Konawe – Di balik dinding-dinding rumah sakit, setiap pasien membawa serta kisah dan harapan. Begitu pula yang terjadi pada seorang ibu hamil di RSUD Konawe, yang penanganannya sempat menjadi sorotan publik setelah dirujuk ke RS Bahteramas Kendari.
Namun, di balik keramaian, ada penjelasan medis dan prosedur yang layak dipahami, membawa kita pada sebuah kisah tentang keterbatasan fasilitas, komunikasi, dan upaya terbaik untuk menyelamatkan sebuah kehidupan.
Kisah ini bermula saat sang ibu hamil tiba di RSUD Konawe pada hari Sabtu. dr. Noval, Sp.OG, M.Kes, penanggung jawab pasien, menjelaskan bahwa pemeriksaan awal menunjukkan belum ada pembukaan jalan lahir, namun ketuban sudah berkurang.
Sebuah alarm kecil bagi tim medis. Lebih lanjut, berat janin yang diperkirakan hanya 1,9 kg membuat tim memutuskan untuk memberikan terapi suntik guna mematangkan paru-paru calon bayi. “Kami ingin memastikan bayi memiliki kesempatan terbaik,” tutur dr. Noval.
USG lanjutan pada hari Senin mengkonfirmasi usia kehamilan sudah cukup bulan. Namun, di sinilah tantangan muncul.
Dengan kondisi bayi yang masih kecil dan keterbatasan alat bantu napas Continuous Positive Airway Pressure (CPAP) di RSUD Konawe yang saat itu penuh, keputusan sulit harus diambil, merujuk pasien ke RS Bahteramas melalui Instalasi Gawat Darurat PONEK. Sebuah keputusan yang didasari oleh prioritas utama, keselamatan ibu dan bayi.
Isu biaya sebesar Rp1.900.000 sempat menjadi perbincangan. Kepala Humas RSUD Konawe, dr. Abdianto Ilman, menjelaskan bahwa biaya tersebut bukanlah “pungutan”, melainkan uang jaminan karena pasien belum memiliki KTP.

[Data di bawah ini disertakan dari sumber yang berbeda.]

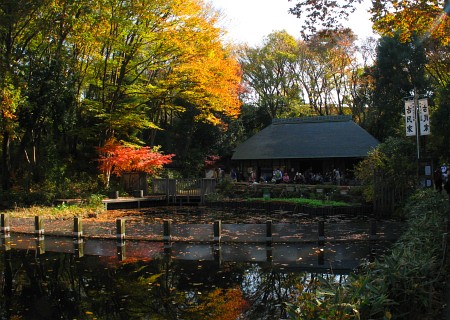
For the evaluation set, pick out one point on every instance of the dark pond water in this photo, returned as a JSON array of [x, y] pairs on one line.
[[59, 278]]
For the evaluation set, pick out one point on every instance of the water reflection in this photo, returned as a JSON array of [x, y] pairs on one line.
[[61, 278]]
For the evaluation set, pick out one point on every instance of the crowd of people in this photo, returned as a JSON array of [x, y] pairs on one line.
[[297, 177]]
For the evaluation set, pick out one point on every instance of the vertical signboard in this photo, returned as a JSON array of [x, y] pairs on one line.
[[410, 118], [424, 117]]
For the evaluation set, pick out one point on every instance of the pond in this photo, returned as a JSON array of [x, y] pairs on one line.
[[63, 278]]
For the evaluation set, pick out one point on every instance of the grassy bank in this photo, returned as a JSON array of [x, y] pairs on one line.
[[407, 283]]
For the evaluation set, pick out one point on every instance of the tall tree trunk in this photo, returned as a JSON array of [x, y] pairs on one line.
[[6, 162]]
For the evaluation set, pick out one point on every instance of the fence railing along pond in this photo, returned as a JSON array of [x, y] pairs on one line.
[[317, 230], [178, 189]]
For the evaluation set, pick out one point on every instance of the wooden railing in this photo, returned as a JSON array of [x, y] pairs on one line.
[[188, 189]]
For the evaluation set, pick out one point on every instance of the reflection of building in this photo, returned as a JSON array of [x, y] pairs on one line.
[[298, 144]]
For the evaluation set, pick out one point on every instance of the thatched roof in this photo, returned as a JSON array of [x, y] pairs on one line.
[[308, 138]]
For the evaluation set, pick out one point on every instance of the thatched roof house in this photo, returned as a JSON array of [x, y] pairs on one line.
[[319, 144]]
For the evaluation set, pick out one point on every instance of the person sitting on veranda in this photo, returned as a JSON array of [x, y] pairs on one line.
[[286, 178]]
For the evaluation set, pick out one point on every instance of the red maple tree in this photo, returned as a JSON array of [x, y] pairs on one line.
[[116, 158]]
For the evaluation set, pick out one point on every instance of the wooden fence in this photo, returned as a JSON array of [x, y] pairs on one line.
[[184, 190]]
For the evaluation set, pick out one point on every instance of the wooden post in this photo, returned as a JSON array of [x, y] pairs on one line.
[[167, 191], [5, 241], [217, 253], [321, 225], [167, 230], [121, 249], [77, 227], [321, 257], [217, 231], [269, 253], [78, 247], [38, 225], [269, 232], [4, 223], [120, 225], [40, 244], [373, 229]]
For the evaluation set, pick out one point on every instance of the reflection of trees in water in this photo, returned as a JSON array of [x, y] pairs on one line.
[[65, 287], [269, 289]]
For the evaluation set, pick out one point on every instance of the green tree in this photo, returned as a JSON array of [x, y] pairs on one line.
[[395, 161], [327, 14], [398, 70], [269, 76]]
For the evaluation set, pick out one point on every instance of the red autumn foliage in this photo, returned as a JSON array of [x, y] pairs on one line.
[[211, 161], [116, 158]]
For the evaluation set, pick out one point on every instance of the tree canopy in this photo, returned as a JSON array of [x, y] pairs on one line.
[[75, 74]]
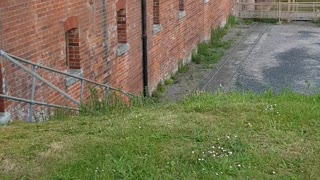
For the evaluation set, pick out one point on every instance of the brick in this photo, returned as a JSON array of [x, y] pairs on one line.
[[36, 30]]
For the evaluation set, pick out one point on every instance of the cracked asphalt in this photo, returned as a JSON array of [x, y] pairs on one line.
[[275, 57], [263, 57]]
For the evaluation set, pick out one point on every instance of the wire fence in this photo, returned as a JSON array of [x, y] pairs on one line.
[[279, 10]]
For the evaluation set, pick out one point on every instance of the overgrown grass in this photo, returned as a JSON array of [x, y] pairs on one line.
[[211, 52], [220, 136]]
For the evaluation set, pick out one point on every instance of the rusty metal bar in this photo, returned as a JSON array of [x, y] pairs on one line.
[[36, 102], [2, 53], [67, 74]]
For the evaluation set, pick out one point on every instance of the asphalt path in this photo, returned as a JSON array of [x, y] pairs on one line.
[[272, 57]]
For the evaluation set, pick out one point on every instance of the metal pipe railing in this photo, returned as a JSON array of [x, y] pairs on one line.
[[2, 53], [71, 75], [36, 102]]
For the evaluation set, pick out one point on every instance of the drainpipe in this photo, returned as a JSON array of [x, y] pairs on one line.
[[4, 116], [144, 48]]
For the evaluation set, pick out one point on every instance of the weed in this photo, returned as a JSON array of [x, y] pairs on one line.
[[182, 68], [238, 33], [210, 53], [206, 136], [248, 21], [168, 82], [159, 91]]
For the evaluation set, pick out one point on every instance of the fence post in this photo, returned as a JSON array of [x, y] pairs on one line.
[[81, 91], [279, 11], [33, 89], [314, 12]]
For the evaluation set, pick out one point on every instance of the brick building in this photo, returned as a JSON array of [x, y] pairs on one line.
[[100, 40]]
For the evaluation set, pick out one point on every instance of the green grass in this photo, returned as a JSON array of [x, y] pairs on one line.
[[220, 136], [211, 52]]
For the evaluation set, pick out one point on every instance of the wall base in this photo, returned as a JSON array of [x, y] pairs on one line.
[[5, 118]]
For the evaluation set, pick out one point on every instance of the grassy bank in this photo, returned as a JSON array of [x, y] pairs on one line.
[[239, 136]]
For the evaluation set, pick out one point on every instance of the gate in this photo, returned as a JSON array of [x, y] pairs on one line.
[[279, 10]]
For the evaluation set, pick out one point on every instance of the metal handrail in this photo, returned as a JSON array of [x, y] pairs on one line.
[[15, 60], [36, 102], [2, 53], [71, 75]]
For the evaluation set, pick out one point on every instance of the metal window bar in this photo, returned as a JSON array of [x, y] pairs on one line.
[[279, 10]]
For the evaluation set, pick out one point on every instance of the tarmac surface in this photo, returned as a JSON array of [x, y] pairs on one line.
[[263, 57], [272, 57]]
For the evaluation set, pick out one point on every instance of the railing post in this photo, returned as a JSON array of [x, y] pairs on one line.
[[33, 89], [314, 12], [279, 10], [81, 91]]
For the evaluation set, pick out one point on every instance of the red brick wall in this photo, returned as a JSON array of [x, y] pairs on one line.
[[35, 30]]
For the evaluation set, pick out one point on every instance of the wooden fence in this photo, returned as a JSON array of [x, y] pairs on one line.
[[279, 10]]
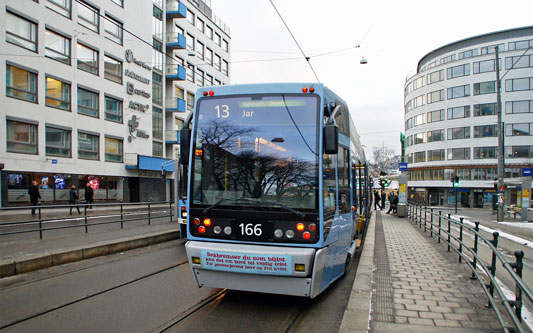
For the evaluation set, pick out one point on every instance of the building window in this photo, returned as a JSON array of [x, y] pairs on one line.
[[459, 91], [113, 149], [88, 16], [519, 151], [434, 116], [87, 59], [459, 112], [157, 149], [436, 155], [88, 103], [57, 94], [88, 146], [420, 156], [113, 69], [60, 6], [157, 123], [157, 88], [113, 109], [21, 137], [482, 88], [523, 129], [521, 84], [484, 66], [435, 76], [435, 135], [21, 32], [458, 71], [458, 133], [459, 154], [58, 142], [21, 84], [113, 29], [190, 101], [485, 131], [57, 47], [435, 96], [519, 62], [487, 109]]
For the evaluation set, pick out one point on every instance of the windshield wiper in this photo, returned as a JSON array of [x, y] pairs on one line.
[[277, 204]]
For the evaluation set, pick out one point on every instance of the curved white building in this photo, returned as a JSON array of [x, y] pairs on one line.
[[451, 120]]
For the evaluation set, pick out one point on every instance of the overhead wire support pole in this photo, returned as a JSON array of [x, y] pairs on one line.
[[294, 38]]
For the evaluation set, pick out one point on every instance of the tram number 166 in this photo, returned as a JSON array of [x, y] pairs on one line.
[[251, 229]]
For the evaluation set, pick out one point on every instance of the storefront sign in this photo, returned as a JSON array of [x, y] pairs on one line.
[[130, 58], [130, 89]]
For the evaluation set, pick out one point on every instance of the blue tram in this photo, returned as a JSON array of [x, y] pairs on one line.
[[276, 188]]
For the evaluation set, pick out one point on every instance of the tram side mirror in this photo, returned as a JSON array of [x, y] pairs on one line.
[[331, 139], [185, 144]]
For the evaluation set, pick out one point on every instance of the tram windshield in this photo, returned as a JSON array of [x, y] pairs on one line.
[[256, 149]]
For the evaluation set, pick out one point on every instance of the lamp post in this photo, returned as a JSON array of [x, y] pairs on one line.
[[501, 150]]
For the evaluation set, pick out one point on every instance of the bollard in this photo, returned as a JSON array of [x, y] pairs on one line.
[[518, 266], [440, 223], [460, 239], [40, 223], [449, 230], [476, 239], [493, 264], [85, 218], [149, 214], [121, 215]]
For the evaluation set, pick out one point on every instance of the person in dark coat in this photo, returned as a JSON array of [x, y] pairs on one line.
[[35, 196], [73, 199], [89, 194], [376, 200]]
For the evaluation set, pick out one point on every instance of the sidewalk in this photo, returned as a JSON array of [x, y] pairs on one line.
[[407, 282], [21, 256]]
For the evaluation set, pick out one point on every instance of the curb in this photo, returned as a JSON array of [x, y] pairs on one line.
[[33, 262], [356, 317]]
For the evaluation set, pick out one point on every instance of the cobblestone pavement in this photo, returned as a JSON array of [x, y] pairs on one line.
[[418, 286]]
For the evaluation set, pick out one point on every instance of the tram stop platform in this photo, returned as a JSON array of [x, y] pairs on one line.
[[408, 282]]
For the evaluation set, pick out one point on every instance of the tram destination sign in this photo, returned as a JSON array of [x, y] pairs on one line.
[[247, 262]]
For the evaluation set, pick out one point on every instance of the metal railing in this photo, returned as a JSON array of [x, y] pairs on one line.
[[452, 232], [53, 217]]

“Ini adalah prosedur standar untuk identifikasi. Kami sudah menyarankan keluarga untuk mengurus surat domisili, dan uang jaminan akan dikembalikan penuh setelah surat diserahkan,” tegas dr. Abdianto, meluruskan kesalahpahaman.

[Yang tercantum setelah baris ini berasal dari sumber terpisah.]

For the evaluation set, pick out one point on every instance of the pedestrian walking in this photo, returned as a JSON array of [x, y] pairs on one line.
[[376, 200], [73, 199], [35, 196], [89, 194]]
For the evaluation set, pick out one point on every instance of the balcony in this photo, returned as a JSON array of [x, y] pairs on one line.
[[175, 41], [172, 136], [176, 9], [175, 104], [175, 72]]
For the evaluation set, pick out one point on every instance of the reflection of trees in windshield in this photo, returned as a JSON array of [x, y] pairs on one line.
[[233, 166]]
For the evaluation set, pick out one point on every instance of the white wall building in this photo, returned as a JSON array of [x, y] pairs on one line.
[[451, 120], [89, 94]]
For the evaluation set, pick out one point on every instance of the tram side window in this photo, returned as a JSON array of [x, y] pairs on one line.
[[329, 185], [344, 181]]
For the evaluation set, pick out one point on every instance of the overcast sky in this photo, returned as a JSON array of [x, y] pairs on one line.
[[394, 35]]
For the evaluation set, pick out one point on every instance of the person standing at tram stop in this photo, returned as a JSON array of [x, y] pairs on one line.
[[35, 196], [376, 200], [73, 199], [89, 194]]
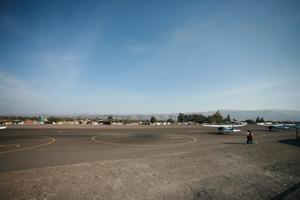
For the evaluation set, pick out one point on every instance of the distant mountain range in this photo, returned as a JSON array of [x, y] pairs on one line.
[[272, 115]]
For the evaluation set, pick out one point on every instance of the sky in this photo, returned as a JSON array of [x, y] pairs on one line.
[[125, 57]]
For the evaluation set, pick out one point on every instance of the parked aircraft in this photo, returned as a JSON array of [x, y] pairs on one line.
[[273, 127], [226, 128]]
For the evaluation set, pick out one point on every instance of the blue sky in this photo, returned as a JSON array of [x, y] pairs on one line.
[[65, 57]]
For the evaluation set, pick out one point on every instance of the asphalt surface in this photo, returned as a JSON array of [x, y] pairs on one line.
[[28, 148]]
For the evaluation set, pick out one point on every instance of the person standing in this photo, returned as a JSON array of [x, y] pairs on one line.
[[251, 137], [248, 137]]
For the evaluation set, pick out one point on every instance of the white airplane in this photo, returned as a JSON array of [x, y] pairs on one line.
[[226, 128], [272, 126]]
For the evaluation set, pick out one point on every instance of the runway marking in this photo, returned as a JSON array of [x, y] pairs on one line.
[[141, 145], [9, 145], [51, 140]]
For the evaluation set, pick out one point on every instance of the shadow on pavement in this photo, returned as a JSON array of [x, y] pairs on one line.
[[294, 142], [287, 192]]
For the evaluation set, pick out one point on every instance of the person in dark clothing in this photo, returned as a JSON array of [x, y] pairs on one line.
[[248, 137], [251, 137]]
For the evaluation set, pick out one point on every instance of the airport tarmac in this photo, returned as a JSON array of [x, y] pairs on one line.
[[57, 162]]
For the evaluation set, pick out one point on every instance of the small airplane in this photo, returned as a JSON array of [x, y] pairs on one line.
[[273, 127], [226, 128]]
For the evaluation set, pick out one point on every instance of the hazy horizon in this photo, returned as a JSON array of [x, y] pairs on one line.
[[126, 57]]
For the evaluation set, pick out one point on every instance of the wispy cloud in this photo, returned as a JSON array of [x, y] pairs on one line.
[[141, 48], [12, 86], [241, 90]]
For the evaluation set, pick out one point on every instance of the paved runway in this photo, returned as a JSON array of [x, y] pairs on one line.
[[41, 147]]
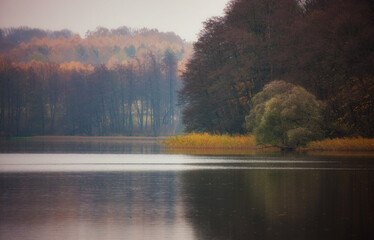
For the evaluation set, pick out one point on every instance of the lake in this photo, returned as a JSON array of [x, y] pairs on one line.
[[121, 188]]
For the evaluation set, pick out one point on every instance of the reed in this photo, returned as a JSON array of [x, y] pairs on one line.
[[343, 144], [206, 140]]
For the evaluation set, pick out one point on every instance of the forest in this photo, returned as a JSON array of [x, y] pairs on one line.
[[324, 46], [113, 82], [143, 82]]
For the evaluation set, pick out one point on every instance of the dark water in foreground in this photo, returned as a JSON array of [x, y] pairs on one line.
[[61, 192]]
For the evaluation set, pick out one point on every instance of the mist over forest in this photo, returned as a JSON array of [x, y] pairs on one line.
[[128, 82], [112, 82]]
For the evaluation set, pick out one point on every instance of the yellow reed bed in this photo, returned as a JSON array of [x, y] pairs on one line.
[[343, 144], [206, 140]]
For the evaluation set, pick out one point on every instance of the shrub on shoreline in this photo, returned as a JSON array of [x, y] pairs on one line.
[[343, 144], [206, 140]]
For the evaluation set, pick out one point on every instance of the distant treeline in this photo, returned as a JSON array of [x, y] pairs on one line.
[[134, 98], [326, 46], [101, 46]]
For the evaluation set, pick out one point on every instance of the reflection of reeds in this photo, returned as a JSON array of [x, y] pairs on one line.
[[343, 144], [206, 140]]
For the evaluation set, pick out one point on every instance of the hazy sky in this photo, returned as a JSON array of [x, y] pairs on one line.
[[183, 17]]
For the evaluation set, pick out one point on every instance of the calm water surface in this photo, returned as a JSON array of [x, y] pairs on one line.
[[125, 189]]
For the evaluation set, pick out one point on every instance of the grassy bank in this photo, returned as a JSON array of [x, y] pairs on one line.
[[343, 144], [206, 140]]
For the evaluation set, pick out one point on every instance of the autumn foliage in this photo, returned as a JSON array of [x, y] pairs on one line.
[[113, 82], [324, 46]]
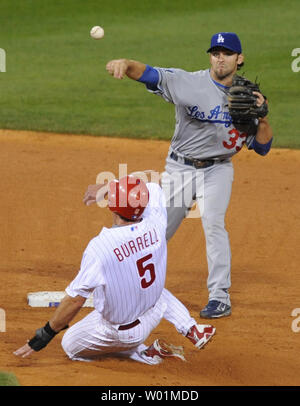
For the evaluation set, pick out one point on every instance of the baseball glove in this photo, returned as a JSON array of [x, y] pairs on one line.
[[242, 105]]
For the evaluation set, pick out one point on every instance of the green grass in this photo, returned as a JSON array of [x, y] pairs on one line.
[[56, 78], [8, 379]]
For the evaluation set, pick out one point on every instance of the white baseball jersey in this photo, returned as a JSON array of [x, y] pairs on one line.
[[125, 267]]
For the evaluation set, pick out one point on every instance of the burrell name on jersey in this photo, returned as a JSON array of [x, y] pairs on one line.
[[125, 267]]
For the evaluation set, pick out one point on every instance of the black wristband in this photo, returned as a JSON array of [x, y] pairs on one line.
[[42, 337]]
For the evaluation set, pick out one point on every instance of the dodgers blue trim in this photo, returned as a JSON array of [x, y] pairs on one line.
[[261, 149], [150, 77]]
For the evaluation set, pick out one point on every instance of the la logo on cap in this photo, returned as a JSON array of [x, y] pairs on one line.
[[220, 38]]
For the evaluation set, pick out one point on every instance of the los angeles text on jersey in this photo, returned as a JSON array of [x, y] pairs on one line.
[[136, 244]]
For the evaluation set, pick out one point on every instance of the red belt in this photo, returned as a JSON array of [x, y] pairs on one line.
[[130, 325]]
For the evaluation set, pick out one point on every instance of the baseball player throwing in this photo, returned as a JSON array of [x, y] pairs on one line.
[[205, 139], [125, 269]]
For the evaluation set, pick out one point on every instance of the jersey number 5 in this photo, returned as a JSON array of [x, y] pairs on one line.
[[143, 268]]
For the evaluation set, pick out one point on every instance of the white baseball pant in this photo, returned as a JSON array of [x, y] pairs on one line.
[[94, 337]]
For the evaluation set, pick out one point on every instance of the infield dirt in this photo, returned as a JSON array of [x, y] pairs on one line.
[[45, 228]]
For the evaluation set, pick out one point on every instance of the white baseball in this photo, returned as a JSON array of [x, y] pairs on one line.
[[97, 32]]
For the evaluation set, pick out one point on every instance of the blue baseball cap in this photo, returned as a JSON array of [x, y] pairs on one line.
[[228, 40]]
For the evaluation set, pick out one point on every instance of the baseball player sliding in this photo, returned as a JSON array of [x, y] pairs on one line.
[[125, 269], [205, 139]]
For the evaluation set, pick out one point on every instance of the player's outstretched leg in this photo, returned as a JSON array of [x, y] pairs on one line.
[[201, 334]]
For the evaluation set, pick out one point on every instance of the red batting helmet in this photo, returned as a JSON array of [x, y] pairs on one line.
[[128, 197]]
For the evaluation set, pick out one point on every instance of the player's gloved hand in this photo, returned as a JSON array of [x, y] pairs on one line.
[[246, 105]]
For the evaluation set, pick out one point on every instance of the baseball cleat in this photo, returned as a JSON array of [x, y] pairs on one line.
[[160, 350], [215, 309], [200, 334]]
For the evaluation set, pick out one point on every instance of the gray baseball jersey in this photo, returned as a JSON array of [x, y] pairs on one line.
[[203, 124]]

Terkait dugaan “keterlambatan” rujukan, dr. Abdianto memaparkan bahwa proses rujukan antarrumah sakit kini melalui aplikasi SISRUTE.

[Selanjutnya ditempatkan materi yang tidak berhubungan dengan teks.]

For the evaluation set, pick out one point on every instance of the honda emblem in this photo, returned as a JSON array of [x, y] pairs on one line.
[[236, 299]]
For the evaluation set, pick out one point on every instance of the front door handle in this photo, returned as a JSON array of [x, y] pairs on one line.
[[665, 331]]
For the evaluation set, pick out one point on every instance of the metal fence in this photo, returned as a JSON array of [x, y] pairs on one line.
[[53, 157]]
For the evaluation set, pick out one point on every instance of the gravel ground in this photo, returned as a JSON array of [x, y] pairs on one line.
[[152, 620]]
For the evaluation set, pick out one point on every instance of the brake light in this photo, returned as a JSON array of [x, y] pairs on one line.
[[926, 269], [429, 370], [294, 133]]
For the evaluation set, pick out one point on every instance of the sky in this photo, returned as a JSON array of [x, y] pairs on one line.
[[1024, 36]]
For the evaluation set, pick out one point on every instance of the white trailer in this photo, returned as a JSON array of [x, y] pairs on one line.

Aplikasi ini membutuhkan konfirmasi dari rumah sakit tujuan, sebuah mekanisme yang dirancang untuk memastikan kesiapan dan ketersediaan fasilitas di rumah sakit rujukan.
“Ada proses koordinasi yang harus dilalui, ini demi keamanan pasien juga,” jelasnya. Ia juga menambahkan bahwa pihak RSUD Konawe sebenarnya telah menawarkan ambulans, namun ditolak oleh keluarga yang memilih untuk tidak menunggu konfirmasi dari RS Bahteramas.
Manajemen RSUD Konawe mengakui bahwa di setiap penanganan pasien, selalu ada ruang untuk perbaikan, terutama dalam hal komunikasi.
Mereka sangat berharap ke depan, jalinan komunikasi antara pihak rumah sakit dan keluarga pasien dapat terjalin lebih baik.
“Kami mengimbau pasien dan keluarga untuk aktif berkoordinasi dengan dokter maupun perawat. Dengan begitu, tidak akan ada miskomunikasi, dan semua tindakan medis yang kami ambil bisa dipahami bersama,” tutup dr. Abdianto.
Kisah ini menjadi pengingat bahwa di balik setiap tindakan medis, ada tim profesional yang berjuang dengan keterbatasan dan prosedur, namun selalu dengan satu tujuan, memberikan pelayanan terbaik demi kesehatan masyarakat.
Di sisi lain, bagi pasien dan keluarga, pemahaman dan komunikasi aktif adalah kunci untuk menciptakan pengalaman perawatan yang lebih baik dan transparan.